The study is based on observations that Singer made during his several years in Japan and his trip to China in 1935. Originally conceived in German, Singer was later to write it down or finish it in English while in exile in Australia. In Australia he also worked towards the end of the war on essential parts of the book, which was now titled Mirror, Sword and Jewel .

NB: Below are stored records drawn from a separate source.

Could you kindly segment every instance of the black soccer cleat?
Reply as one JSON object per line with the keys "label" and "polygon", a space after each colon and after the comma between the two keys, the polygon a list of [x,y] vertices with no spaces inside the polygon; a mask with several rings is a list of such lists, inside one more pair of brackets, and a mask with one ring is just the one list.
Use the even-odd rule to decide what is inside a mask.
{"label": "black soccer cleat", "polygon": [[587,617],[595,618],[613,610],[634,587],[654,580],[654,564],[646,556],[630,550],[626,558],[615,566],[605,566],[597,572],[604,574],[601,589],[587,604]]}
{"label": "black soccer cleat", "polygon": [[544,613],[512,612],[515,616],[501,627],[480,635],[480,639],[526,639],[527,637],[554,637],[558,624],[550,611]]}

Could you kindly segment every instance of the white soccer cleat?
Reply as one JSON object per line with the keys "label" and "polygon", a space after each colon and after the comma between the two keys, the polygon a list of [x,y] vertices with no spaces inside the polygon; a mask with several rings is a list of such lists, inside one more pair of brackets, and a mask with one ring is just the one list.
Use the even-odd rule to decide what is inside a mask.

Immediately after the Second World War , Singer sent the manuscript to various European and American publishers who, however, refused to publish it due to a lack of paper or the meanwhile changed view of Japan. It wasn't until 1973, years after Singer's death, that the book appeared in London . The German translation, which was first published by Suhrkamp Verlag in 1991 , is based on the full English-language text that Singer completed in Sydney , but also includes partial drafts and fragments of the lost German manuscript that have been preserved.

Works

  • The money as a symbol , Jena 1920.
  • State and economy since the armistice , Jena 1924.
  • Plato the Founder , Munich 1927.
  • The Life of Ancient Japan , Tokyo 1939 (not published in German).
  • The Idea of ​​Conflict , Melbourne 1949 (not published in German).
  • Mirror, sword and gem. Structures of Japanese Life , Frankfurt a. M. 1991.

literature

Web links

Individual evidence

  1. ^ W. Schwentker : Max Weber in Japan. An investigation into the history of the impact 1905-1995 , Mohr Siebeck Verlag, Tübingen 1998, p. 109.
  2. a b From the foreword to Spiegel, Schwert und Edelstein , edited and translated from English by Wolfgang Wilhelm, Frankfurt a. M. 1991, p. 9.
  3. ^ M. Landmann: Figures around Stefan George. Ten portraits . Wallstein Verlag, Göttingen 1988, p. 63 f.
  4. K. Singer: Report on the Japanese years . In: Robert Boehringer - A gift from friends, Mohr Siebeck Verlag, Tübingen 1957, p. 591 f.
  5. From the foreword to Spiegel, Schwert und Edelstein , edited and translated from English by Wolfgang Wilhelm, Frankfurt a. M. 1991, p. 16.
  6. a b From the foreword to Spiegel, Schwert und Edelstein , edited and translated from English by Wolfgang Wilhelm, Frankfurt a. M. 1991, p. 21.